Tesla Model S-hh
According to recent reports from the National Highway Traffic Safety Administration (NHTSA), Tesla Motors has been forcing its customers to sign non-disclosure agreements before agreeing warranty repairs. From what has emerged, it has become apparent that the automaker has been keeping vehicle maintenance information from authorities, specifically issues found with ball joints on the Tesla Model S. The NHTSA issued a statement to Tesla, ordering the manufacturer to remove “any language implying that consumers should not contact the agency regarding safety concerns.” Elon Musk is once again in trouble.
This isn’t a small mechanical issue however, as the balljoint is a vital component, that keeps the wheel attached to the vehicle’s suspension system. Tesla has always been a reserved company; it’s media pages come across as rather selective, with very limited information other than financial results and hand-picked external releases from media companies that worship the brand. With this latest news following scandals such as Tesla overstating their batteries’ potential power, “chronic” reliability problems and criticism for broken promises and delays, it’s not hard to see why people are starting to give Tesla the cold shoulder. Although, the long line of Model 3 customers would say otherwise. Just remember not to mention the removal of free supercharging.

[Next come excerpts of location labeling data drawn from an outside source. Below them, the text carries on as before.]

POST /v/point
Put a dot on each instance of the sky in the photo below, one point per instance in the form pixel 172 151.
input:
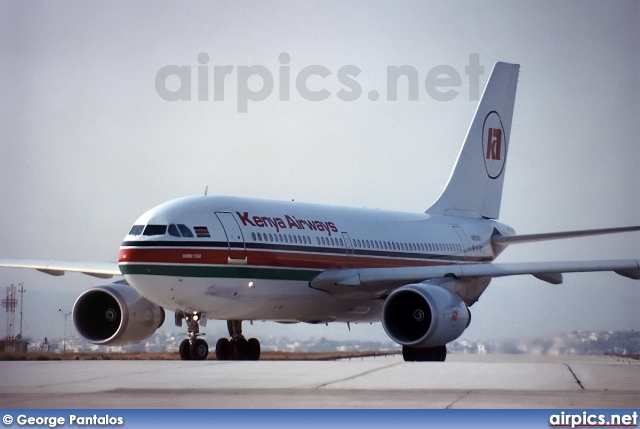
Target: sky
pixel 89 138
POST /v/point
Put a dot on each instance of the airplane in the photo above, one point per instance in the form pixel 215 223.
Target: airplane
pixel 244 259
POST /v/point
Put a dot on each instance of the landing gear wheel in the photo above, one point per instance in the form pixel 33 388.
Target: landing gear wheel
pixel 428 354
pixel 223 349
pixel 240 349
pixel 199 349
pixel 185 350
pixel 253 349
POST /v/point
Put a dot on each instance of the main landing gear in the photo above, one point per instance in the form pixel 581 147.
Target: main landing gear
pixel 237 347
pixel 429 354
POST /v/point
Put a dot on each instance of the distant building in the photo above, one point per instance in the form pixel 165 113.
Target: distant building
pixel 14 345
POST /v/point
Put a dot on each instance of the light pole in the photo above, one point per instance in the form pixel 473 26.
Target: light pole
pixel 64 341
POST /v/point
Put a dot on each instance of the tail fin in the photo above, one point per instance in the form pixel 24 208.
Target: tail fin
pixel 475 186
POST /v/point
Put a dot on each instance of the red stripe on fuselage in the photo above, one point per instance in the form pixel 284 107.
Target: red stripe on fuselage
pixel 263 258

Part of the contract states that the customer must “agree to keep confidential our provision of the Goodwill, the terms of this agreement and the incidents or claims leading or related to our provision of the Goodwill,” which doesn’t declare outright that the customer must not discuss the incident with authorities, though it is enough to intimidate them. Nevertheless, if there’s one thing I know for certain, it's that secrets can’t be kept for long in the automotive industry. Tesla has been caught red-handed, again.
Tesla has slammed these allegations, assuring that it would never ask customers to sign documents preventing them from talking to government agencies like the NHTSA, dubbing the speculation as “preposterous.” The EV manufacturer said that the point of the contract is “to ensure that Tesla doesn’t do a good deed, only to have that used against us in court for further gain,” though the ambiguous wording of the contract is certainly there for a reason.